Le postier de Chandolin

Chantal Boedts,

Le ventre bercé par les poissons d’eau douce, le marchand de pierres dormait.

Le mois de juin conjuguait l’humidité des pluies torrentielles de l’hiver et du printemps.

Théodore Tsaganos flottait dans le sfumato des vapeurs cumulées, la digestion perdue dans l’orchestration végétale du silence. Sa barque avait dérivé entre deux nénuphars géants, la pointe de sa coque soulevait mollement leurs corolles. Les jacinthes d’eau chatouillaient les bottines odorantes du trop marcheur, marchand de pierre. Englouti dans la jungle dégoulinante, le temps le mangeait.

Sur la rive, en amont Maria Sol immobile, l’observait pourrir, le cœur parasité de contradictions.

Aaah, … il savait maintenant les carnavals et les musiques du Brésil ! ! !

Elle le revoyait, frôlant les danseurs dans son bermuda repassé, sonné de percussions, … mais le cœur si froid qu’elle en frissonnait en tirant sur sa robe fendue.

Un cri d’oiseau, Maria Sol s’enfuit.

Elle reviendra demain, et tous les jours du calendrier, jusqu’à ce qu’il n’y ait plus de feuilles à arracher, jusqu’à ce que la jungle avale son Théodore Tsaganos.

Alors le nœud qui fait mal entre les deux seins de Maria Sol, depuis leur rencontre il y a trois ans se dénouerait enfin, dans cette carte postale finale…

Chercheur de pierres, elle en avait enfin tenu un dans ses bras, fascinée qu’elle était de voir défiler ces aventuriers qui passaient ramasser les plus beaux joyaux qui poussaient sous ses pieds à elle, Maria Sol et qu’elle ne porterait jamais…

Elles étaient reines dans les mains de son Théodore, cristaux bruts et jardins à polir ; leur sort était scellé dans les yeux las des mineurs d’émeraudes, prêtes à partir pour le monde du luxe et du dollar. Il savait jauger la valeur de leurs couleurs, imaginer la vie de leurs futures facettes. Il pouvait même, en clignant de l’œil gauche, déduire leurs futures formes au travers de la matière brute. Il les sortirait de l’ombre pour les plaquer au cou des femmes occidentales.
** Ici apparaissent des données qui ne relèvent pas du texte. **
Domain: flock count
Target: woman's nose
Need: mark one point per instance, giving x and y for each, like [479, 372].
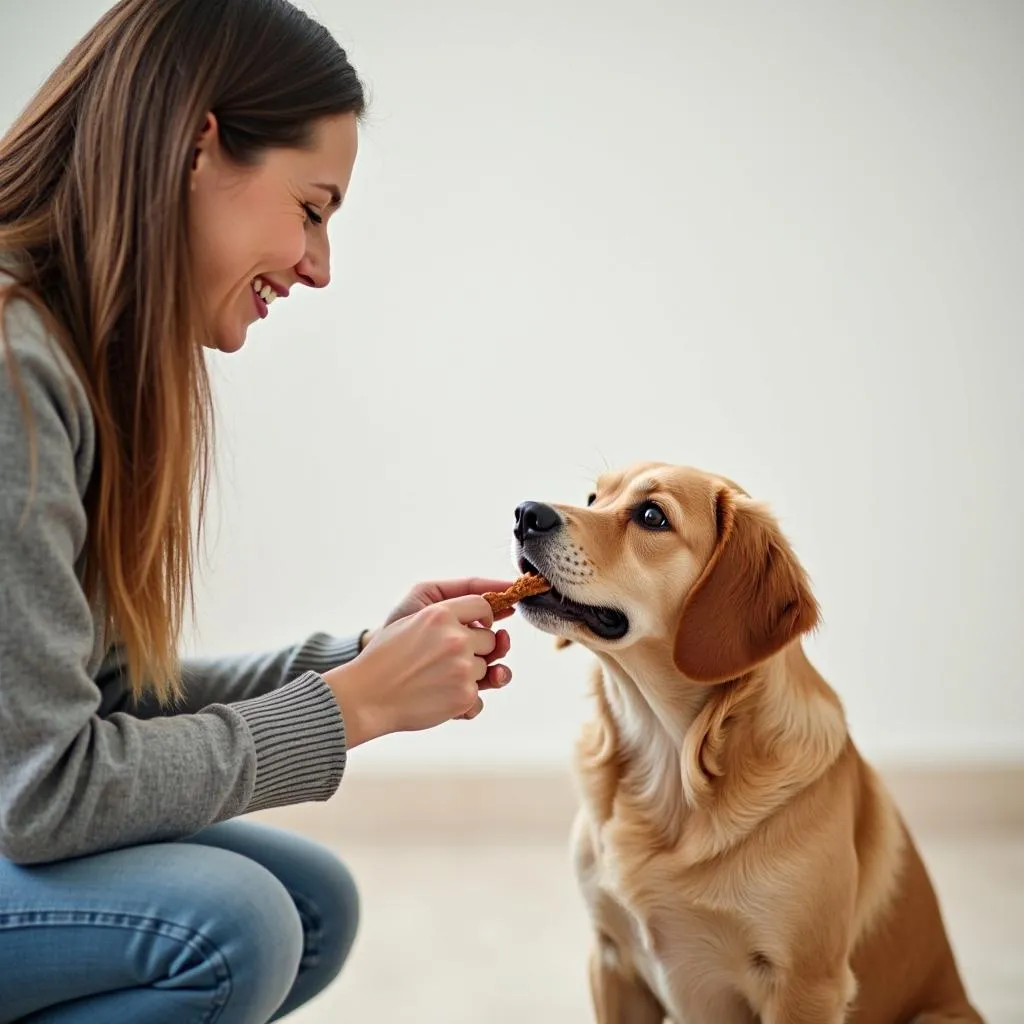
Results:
[314, 267]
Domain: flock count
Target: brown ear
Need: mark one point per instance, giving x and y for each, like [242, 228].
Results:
[751, 601]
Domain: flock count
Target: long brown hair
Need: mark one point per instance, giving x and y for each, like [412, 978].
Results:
[94, 186]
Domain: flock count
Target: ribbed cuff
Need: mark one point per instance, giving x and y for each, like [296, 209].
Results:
[300, 742]
[323, 652]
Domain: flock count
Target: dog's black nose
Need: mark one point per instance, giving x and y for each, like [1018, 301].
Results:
[532, 518]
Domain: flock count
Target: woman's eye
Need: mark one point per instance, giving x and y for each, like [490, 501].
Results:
[650, 516]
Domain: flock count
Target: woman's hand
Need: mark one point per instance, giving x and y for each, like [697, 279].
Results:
[426, 594]
[425, 666]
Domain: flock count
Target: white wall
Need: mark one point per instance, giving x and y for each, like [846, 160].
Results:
[783, 243]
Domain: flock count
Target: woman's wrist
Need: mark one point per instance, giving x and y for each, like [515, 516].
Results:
[363, 720]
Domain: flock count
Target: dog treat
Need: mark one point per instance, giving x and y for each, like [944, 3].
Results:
[526, 586]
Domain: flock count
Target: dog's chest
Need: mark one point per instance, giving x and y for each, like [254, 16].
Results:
[665, 923]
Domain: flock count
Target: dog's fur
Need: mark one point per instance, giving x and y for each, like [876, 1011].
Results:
[740, 861]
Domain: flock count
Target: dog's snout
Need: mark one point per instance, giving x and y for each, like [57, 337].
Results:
[532, 518]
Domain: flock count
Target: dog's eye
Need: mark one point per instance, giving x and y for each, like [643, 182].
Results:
[650, 516]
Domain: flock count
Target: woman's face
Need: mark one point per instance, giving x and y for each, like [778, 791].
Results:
[257, 232]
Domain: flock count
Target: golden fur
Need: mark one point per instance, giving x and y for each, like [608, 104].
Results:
[740, 861]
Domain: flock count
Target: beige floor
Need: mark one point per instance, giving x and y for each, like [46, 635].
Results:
[477, 933]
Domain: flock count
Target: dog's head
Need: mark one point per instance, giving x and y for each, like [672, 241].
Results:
[667, 555]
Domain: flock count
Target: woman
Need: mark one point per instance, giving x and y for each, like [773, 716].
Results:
[172, 178]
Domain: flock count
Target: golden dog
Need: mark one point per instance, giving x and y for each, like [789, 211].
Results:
[739, 860]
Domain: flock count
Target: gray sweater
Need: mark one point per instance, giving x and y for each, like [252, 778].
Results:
[83, 768]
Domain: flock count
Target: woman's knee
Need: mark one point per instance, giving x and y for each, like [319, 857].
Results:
[250, 923]
[329, 907]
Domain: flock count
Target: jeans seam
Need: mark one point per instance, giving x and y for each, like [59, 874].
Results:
[196, 940]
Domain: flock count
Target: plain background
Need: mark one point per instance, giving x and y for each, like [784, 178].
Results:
[781, 242]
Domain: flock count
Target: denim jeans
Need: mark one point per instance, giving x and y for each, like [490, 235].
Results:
[238, 925]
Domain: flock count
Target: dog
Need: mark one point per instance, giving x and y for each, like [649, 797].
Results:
[739, 860]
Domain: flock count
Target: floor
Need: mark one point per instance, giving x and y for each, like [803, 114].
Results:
[464, 933]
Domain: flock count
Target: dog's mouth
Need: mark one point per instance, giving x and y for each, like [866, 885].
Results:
[605, 623]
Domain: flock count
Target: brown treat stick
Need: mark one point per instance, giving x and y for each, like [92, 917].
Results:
[526, 586]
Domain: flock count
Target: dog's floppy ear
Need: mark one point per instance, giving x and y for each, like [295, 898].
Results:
[752, 599]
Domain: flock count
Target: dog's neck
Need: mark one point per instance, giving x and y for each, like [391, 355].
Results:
[678, 743]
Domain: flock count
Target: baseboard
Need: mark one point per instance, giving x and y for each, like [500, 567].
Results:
[465, 808]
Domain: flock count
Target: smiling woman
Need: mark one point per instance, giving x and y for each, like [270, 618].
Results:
[173, 177]
[259, 230]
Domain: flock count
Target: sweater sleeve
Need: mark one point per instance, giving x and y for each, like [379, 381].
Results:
[74, 782]
[228, 680]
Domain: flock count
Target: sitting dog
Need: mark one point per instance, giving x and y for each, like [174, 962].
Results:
[739, 860]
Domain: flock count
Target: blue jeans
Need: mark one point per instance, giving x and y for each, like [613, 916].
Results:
[238, 925]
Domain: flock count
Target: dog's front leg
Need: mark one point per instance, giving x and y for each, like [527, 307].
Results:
[805, 999]
[620, 997]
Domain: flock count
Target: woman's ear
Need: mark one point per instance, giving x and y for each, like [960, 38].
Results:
[752, 600]
[206, 141]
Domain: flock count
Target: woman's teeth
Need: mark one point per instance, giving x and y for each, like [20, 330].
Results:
[265, 292]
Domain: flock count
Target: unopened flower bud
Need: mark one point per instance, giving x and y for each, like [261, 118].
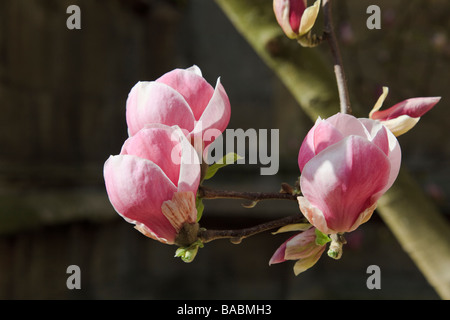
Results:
[294, 17]
[403, 116]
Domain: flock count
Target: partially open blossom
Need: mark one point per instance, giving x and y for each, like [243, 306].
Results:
[346, 165]
[294, 17]
[403, 116]
[153, 182]
[180, 97]
[302, 247]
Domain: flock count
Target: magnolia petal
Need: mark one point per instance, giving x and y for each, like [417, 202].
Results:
[343, 181]
[278, 256]
[282, 12]
[190, 169]
[314, 215]
[347, 125]
[216, 115]
[304, 264]
[192, 86]
[309, 18]
[401, 124]
[414, 107]
[130, 183]
[363, 217]
[152, 102]
[158, 144]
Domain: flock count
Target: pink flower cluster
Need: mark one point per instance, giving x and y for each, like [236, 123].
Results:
[346, 165]
[153, 182]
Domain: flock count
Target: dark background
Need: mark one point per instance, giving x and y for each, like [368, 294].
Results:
[62, 113]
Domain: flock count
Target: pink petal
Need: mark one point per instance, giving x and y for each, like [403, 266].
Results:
[216, 115]
[190, 170]
[386, 141]
[414, 108]
[192, 86]
[344, 180]
[131, 186]
[158, 144]
[153, 102]
[347, 124]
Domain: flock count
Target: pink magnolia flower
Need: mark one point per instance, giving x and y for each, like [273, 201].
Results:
[180, 97]
[346, 165]
[302, 247]
[403, 116]
[152, 183]
[294, 17]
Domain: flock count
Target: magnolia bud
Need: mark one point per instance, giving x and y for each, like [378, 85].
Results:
[294, 17]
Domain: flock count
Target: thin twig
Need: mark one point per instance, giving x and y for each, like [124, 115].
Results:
[236, 236]
[337, 59]
[207, 193]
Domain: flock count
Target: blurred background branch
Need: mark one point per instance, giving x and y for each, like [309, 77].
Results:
[416, 222]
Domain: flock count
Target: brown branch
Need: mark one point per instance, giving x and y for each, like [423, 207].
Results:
[330, 36]
[236, 236]
[207, 193]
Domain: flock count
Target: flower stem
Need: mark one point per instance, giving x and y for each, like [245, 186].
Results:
[337, 59]
[207, 193]
[236, 236]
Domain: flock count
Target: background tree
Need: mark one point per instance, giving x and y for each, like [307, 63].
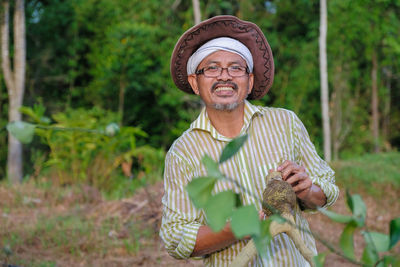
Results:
[14, 79]
[324, 80]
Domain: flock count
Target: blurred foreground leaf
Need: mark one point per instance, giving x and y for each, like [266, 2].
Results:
[262, 241]
[336, 217]
[199, 190]
[232, 147]
[245, 221]
[358, 208]
[211, 167]
[346, 240]
[219, 208]
[394, 232]
[21, 130]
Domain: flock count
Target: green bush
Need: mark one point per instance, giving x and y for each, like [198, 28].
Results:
[86, 146]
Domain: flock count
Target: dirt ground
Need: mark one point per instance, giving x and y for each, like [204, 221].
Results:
[379, 214]
[145, 209]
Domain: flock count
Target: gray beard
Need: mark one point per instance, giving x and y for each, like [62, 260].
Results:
[225, 107]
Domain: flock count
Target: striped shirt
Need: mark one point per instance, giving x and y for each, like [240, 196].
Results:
[274, 135]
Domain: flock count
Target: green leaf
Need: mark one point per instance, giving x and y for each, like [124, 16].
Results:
[211, 167]
[377, 241]
[319, 260]
[346, 240]
[199, 190]
[358, 208]
[389, 260]
[370, 254]
[394, 232]
[263, 239]
[232, 147]
[218, 209]
[245, 221]
[336, 217]
[21, 130]
[112, 129]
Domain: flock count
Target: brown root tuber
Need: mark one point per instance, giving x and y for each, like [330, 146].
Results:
[280, 195]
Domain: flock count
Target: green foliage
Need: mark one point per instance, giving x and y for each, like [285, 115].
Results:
[394, 232]
[245, 222]
[232, 148]
[371, 172]
[221, 207]
[86, 146]
[21, 130]
[199, 190]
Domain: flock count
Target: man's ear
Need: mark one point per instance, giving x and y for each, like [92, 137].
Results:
[192, 79]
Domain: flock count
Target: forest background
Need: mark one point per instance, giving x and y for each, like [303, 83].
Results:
[103, 66]
[110, 59]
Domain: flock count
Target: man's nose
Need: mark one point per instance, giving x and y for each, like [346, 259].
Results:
[224, 75]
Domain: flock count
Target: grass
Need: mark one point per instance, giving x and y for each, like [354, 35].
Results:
[43, 224]
[371, 173]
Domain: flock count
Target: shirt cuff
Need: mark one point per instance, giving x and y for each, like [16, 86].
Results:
[330, 190]
[186, 245]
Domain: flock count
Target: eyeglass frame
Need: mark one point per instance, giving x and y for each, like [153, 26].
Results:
[201, 71]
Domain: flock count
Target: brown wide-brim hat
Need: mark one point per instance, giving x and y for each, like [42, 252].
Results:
[225, 26]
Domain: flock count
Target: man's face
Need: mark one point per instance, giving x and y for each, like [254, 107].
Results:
[223, 92]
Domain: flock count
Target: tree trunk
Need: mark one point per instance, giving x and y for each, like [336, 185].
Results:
[386, 110]
[374, 102]
[15, 81]
[196, 11]
[324, 80]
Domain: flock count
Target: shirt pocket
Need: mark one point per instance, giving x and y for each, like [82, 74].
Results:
[264, 170]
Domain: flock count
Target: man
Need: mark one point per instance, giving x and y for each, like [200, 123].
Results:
[225, 61]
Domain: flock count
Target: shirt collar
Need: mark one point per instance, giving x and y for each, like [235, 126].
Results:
[203, 122]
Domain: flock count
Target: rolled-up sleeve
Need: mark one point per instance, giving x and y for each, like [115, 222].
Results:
[181, 220]
[319, 171]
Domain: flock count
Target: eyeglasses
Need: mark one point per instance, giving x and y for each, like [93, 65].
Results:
[215, 71]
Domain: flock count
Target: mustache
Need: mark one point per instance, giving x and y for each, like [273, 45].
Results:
[234, 85]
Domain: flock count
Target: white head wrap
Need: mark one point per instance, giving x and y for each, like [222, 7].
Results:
[214, 45]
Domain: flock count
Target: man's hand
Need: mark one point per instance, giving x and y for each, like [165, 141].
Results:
[311, 195]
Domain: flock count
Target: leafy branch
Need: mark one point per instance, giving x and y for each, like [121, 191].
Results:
[224, 206]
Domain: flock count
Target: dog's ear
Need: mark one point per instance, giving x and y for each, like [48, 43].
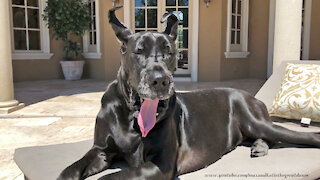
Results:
[123, 33]
[172, 25]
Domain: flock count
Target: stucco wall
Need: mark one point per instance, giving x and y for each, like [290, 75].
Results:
[111, 46]
[209, 41]
[258, 38]
[212, 65]
[255, 65]
[314, 52]
[30, 70]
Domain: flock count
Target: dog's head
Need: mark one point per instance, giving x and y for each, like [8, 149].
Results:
[148, 58]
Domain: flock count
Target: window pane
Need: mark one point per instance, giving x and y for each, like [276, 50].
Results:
[233, 22]
[185, 39]
[239, 7]
[183, 2]
[33, 3]
[183, 59]
[34, 40]
[139, 3]
[20, 42]
[140, 18]
[137, 31]
[152, 3]
[234, 6]
[170, 2]
[171, 10]
[18, 2]
[233, 35]
[33, 18]
[238, 37]
[239, 22]
[90, 34]
[182, 37]
[94, 23]
[152, 18]
[18, 17]
[183, 16]
[94, 8]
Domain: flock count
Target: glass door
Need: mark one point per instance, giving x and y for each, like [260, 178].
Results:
[147, 15]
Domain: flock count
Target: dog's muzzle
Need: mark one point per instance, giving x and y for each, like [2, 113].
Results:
[156, 84]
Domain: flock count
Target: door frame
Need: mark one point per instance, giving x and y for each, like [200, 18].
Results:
[194, 33]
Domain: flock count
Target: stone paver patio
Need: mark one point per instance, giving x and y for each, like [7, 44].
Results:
[59, 111]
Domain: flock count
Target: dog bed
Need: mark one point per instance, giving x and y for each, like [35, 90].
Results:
[292, 162]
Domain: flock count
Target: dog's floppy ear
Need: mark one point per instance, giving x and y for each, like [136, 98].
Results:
[120, 30]
[172, 25]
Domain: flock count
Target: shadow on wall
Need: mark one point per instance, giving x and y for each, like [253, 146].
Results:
[36, 91]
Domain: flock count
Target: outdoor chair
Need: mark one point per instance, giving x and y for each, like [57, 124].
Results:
[291, 162]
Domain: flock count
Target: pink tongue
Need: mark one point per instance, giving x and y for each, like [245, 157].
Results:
[147, 116]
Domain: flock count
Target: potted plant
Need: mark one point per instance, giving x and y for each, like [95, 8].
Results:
[69, 19]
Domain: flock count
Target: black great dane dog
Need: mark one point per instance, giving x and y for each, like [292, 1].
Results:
[162, 134]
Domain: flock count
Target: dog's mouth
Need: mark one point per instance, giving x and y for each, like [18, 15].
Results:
[151, 110]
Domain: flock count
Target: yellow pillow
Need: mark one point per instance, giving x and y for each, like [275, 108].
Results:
[299, 93]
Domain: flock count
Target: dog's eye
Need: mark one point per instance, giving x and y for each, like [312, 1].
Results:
[139, 51]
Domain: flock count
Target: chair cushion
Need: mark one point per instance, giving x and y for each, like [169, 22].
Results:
[46, 162]
[299, 94]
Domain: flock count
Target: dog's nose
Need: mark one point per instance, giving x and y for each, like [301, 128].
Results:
[159, 81]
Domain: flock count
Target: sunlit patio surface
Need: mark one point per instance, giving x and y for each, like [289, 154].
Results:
[59, 111]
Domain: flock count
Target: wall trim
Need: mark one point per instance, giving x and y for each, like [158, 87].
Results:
[195, 34]
[243, 53]
[195, 41]
[272, 15]
[233, 55]
[306, 33]
[44, 39]
[306, 29]
[90, 54]
[31, 56]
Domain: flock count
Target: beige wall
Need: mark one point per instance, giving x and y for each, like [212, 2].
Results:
[212, 65]
[258, 38]
[30, 70]
[314, 52]
[255, 65]
[110, 46]
[209, 41]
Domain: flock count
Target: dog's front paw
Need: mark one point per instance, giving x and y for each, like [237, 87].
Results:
[69, 175]
[259, 148]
Elle riait nerveusement à penser que la terre les couvrirait à nouveau, quand on les enterrerait avec leurs vieilles propriétaires.

Théodore Tsaganos faisait parfois la grimace, c’était assez régulier, il sortait de sa petite poche de jeans deux émeraudes de taille marquise d’un vert fascinant, qui dormaient dans du coton au fond d’un pli en papier mica. Chaque fois il papillonnait de ses cils roux, soufflait sur les émeraudes pour les embuer, puis les malaxait dans le coton.

Elle l’avait surpris plusieurs fois à ce manège, sans comprendre, si ce n’est par instinct de femme que ce rituel représentait un danger. Maria Sol n’aimait pas l’air dévot avec lequel Théodore restait prostré à contempler ses marquises. D’ailleurs il se cachait d’elle pour son petit office.

Il y avait une autre femme, une femme du pays où partaient les cartes postales que Théodore envoyait chaque fois qu’il la quittait, elle avait remarqué cette sorte de jonction qu’il faisait entre son dernier jour avec elle, et le retour au pays…

Maria Sol ne saurait jamais la vérité, mais son acte était posé, il fallait que Théodore reste ici, à pourrir dans la lagune, pour qu’aucune autre ne le prenne, de l’autre côté de la terre.

Les yeux d’Agathe, Théodore avait un jour décroché les yeux d’Agathe dans ce trou perdu et il avait cru mettre définitivement les yeux d’Agathe en poche, cette même couleur si franche, nette comme un couteau, irrémédiablement planté au fond de ses tripes, il pouvait à présent les foutre dans sa poche.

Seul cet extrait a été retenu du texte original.